Care of patients with pTBI starts in the pre-hospital setting at the point of injury
Upon arrival to the hospital, immediate ATLS guided re-evaluation is necessary, with simultaneous laboratory and image-based analysis. Attention to the ABCDEs with rescuscitation is the initial management priority. ATLS protocols must be followed strictly - the striking nature of pTBI can distract physicians and lead to deviations - this must be avoided. During the primary and secondary surveys it is crucial to identify the entry, and if present, exit wound, with consideration for multiple penetrating injuries and injured organ systems. Beware of nail gun injuries which are often occult as well as stab wounds where the penetrating implement has been removed. In severe cases, significant skull disruption is often encountered, with notable egress of injured brain, blood, and cerebrospinal fluid from a defect in the scalp. It is recommended that compressive dressings be avoided in this setting. The wound should not be probed and brain or other damaged tissue should not be debrided at this point (Consensus Based Recommendation, Section VI-2; On Scene Wound Care). Immediate neurosurgical consultation is recommended to assist with initial examination.
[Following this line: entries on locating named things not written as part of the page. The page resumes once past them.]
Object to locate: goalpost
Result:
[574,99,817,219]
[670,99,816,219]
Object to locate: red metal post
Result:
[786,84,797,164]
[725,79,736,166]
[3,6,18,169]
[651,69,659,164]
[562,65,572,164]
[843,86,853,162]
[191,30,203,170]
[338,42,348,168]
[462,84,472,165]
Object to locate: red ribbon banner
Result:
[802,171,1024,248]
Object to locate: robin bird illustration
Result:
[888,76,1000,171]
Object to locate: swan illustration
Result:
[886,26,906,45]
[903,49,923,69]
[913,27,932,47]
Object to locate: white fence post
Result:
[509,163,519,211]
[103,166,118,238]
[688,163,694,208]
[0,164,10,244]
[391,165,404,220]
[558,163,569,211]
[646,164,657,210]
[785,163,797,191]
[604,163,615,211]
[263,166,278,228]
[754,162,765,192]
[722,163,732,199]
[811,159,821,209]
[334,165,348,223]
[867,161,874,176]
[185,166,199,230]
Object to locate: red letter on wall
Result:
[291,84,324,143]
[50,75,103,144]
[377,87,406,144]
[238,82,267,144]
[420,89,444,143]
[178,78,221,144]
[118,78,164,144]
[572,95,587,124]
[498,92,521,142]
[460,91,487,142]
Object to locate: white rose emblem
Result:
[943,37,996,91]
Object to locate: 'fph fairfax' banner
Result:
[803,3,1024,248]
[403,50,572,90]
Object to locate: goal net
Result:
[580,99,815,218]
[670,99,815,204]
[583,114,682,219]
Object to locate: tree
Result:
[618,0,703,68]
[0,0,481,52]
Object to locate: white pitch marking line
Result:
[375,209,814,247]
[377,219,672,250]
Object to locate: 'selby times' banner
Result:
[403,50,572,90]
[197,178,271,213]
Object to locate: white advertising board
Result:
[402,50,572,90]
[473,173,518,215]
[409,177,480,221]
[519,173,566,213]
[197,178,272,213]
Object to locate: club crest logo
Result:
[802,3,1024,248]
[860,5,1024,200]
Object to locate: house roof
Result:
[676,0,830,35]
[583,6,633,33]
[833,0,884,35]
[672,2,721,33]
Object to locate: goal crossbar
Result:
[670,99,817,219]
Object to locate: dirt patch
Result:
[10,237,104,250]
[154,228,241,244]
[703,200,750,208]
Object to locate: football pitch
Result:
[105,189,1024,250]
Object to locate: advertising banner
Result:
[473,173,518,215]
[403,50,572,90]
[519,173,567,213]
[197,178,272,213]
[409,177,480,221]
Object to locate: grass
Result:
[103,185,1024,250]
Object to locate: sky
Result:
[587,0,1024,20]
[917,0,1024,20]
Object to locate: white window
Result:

When the patient is sufficiently resuscitated and it is judged safe to send the patient for imaging, this imaging should consist of immediate CT and CTA of the head and neck. Both are strongly recommended (Evidence Based Recommendations, Section VI-3, Diagnosis of ptBI; Level IV) and every effort to avoid delay is recommended. As CT imaging can be subject to scatter, skull x-rays continue to have a limited role in demonstrating the presence and location/trajectory of radio-opaque foreign bodies. Recognize that some foreign bodies like glass, wood and some rocks may be radiolucent, requiring MR imaging if it is felt that can be done safely (Section VI-8, Safety of MRI-Consensus Based Recommendation). Strong consideration for additional imaging including cerebral angiography may be considered at this point if traumatic vascular injury including traumatic aneuryms are noted on CTA (Section VI-6, Neurovascular Imaging, Evidence and Consensus Based Recommendations; Section VII-6 Endovascular Coiling of Traumatic Aneurysms, Evidence and Consensus Based Recommendations; See Traumatic Vascular Injury Toolkit)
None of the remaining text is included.